The firm said that on June 3, all work on the GGLC project in the Clark Freeport Zone, including construction of the new Medical City hospital, was suspended indefinitely.
Completion of the hospital, which is expected to be ready for Clark’s hosting of one of the meetings during the 2015 Asia Pacific Economic Cooperation (APEC) Summit, is also now in serious jeopardy.
The trouble stemmed from a unilateral decision by GGLC to remove all project development funds from a working capital account (WCA) used by Peregrine for project development and construction.
Peregrine said GGLC has withdrawn all the funds from the account and refused to replenish it, in effect shutting down the WCA.
The developer questioned the GGLC’s move, saying that these funds had been previously planned, budgeted and approved to pay vendors, suppliers and employees, including work on the hospital.
Peregrine conceived the project in 2006 after signing an agreement with Clark Development Corp. (CDC) to develop the site.
Peregrine then completed environmental and land use studies and developed a conceptual master plan to create a modern aviation-oriented logistics and business park adjacent to the Clark airport, making it the country’s first aerotropolis, or airport city.

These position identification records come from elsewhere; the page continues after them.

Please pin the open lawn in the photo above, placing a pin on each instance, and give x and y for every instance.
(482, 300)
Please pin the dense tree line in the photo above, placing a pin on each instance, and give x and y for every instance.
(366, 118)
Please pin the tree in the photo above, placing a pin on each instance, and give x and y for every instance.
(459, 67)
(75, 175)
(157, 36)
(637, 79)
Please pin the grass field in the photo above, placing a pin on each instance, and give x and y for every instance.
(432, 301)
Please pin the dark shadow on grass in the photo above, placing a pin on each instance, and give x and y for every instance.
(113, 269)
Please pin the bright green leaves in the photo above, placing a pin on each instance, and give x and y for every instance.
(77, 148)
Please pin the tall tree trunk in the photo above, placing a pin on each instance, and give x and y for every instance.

It then sought out third-party financing, which led to a Kuwaiti investor agreeing to finance and fund the development.
The rights of the two parties conform to what is called an Engineering, Procurement and Construction Management (EPCM) agreement. It is the EPCM agreement that is in dispute, which was further worsened when the Kuwait entity removed all means to pay for work performed.
Because of this, Peregrine was constrained to resort to the courts and was granted a 72-hour temporary restraining order (TRO) on June 10, which was later extended for another 17 days.
The TRO mandated GGDC to cease with implementation of the termination, fund the WCA account, and continue to maintain the status quo until the arbitration process in Singapore is completed.
GGDC filed the arbitration case in Singapore and filed an appeal at the
Court of Appeals (CA) regarding the TRO. Despite the TRO, Peregrine said GGDC continued to refuse to fund the project and has made attempts to retake the project site.
This prompted Peregrine to file an urgent petition for contempt against GGDC.
On June 27, a writ of preliminary injunction against GGDC was issued by the court, which effectively directed GGDC to “respect the terms of the EPCM agreement and continue to fund the GGLC project throughout the duration of the dispute.”
However, GGDC refused to abide by the writ. Peregrine said GGDC has again committed to accelerate funding and development of its project, this time committing $150 million, to finish five office towers with a gross floor area of 145,000 square meters, a retail and gas plaza, and a hotel and serviced apartment complex by the end of 2015, creating employment opportunities for more than 15,000 Filipinos from the region.
“The project, while brilliantly conceived by Peregrine and has gained both national and international attention, has suffered from the inability to adequately fund the pace of development required,” the developer said.